My Favorite Utility Knife
I first wrote this post back in 2007. Yes, I know some of you may not have even been born yet, but I was well into my life as cook and baker, and shared what was one of my favorite knives at the time. Due to search engines, however, your past is always going to be hovering close to the present. One of the nice things about having a blog is that you can change it. We don’t often get a chance to change the past, with two thousand and eight blog posts under my belt, I’m fortunate that I can change my pants (or posts) whenever I want. So it’s time to revise it.
When I was a line cook, my favorite knife was not some fancy Japanese slicer that would allow you to cut a slice of apple so fine you could read the newspaper through it. When you’re working in a restaurant, you’re pretty much going full tilt as soon as you slip on your ugly, but comfortable work shoes (and believe me, I went through every kind of work shoe possible) in the pre-clog days (which I think may be over?) until the moment that all-important, post-work glass of wine hits your lips.
The three knives every cook needs, whether at home or at work, are a chef’s knife, a paring knife, and a bread knife. However every line cook (and home cook with a city-sized kitchen counter) knows that space is at a premium, and I added a small serrated knife to that trilogy collection.
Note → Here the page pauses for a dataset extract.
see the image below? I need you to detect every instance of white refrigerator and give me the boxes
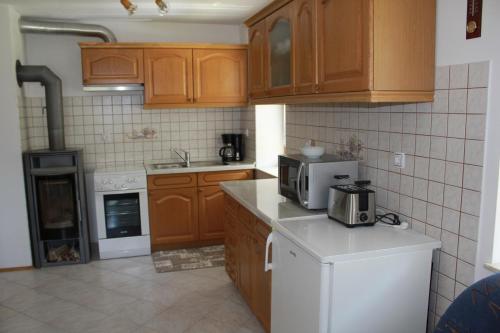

I loved that little knife, which cost me $7 at the time.
When the price of that knife went up, I discovered another knife, that was around the same price, which I used for everything, from slicing tomatoes to lopping off pieces from a baguette. Both knives seemingly disappeared from production and resisted my superior ability to find things online. (Which I’ve concluded is the only reason why people ask me to find information for them instead of searching for it themselves.)
So now it’s this little serrated number I’ve been reaching for, available as a Pro utility knife, or a standard model. It’s got it all; price, availability, and best of all, it’s sharp as heck.
I’ve had one of these for a couple of years and it’s still as efficient as the day I bought it. I use mine for everything: slicing crusty ficelles, roly-poly cherry tomatoes, beets, and especially excels at citrus. It does most jobs with the greatest of ease and its small size also makes it fabulous for space- (and money-) challenged cooks.
So I’m going to be using this for the next few years. In fact, I bought two, one with the fancier handle (called the pro model), and the regular model, which you can find online, although I found the regular ones being sold at a hardware store somewhere in New York City for only $5.99. So the best deals are not always online.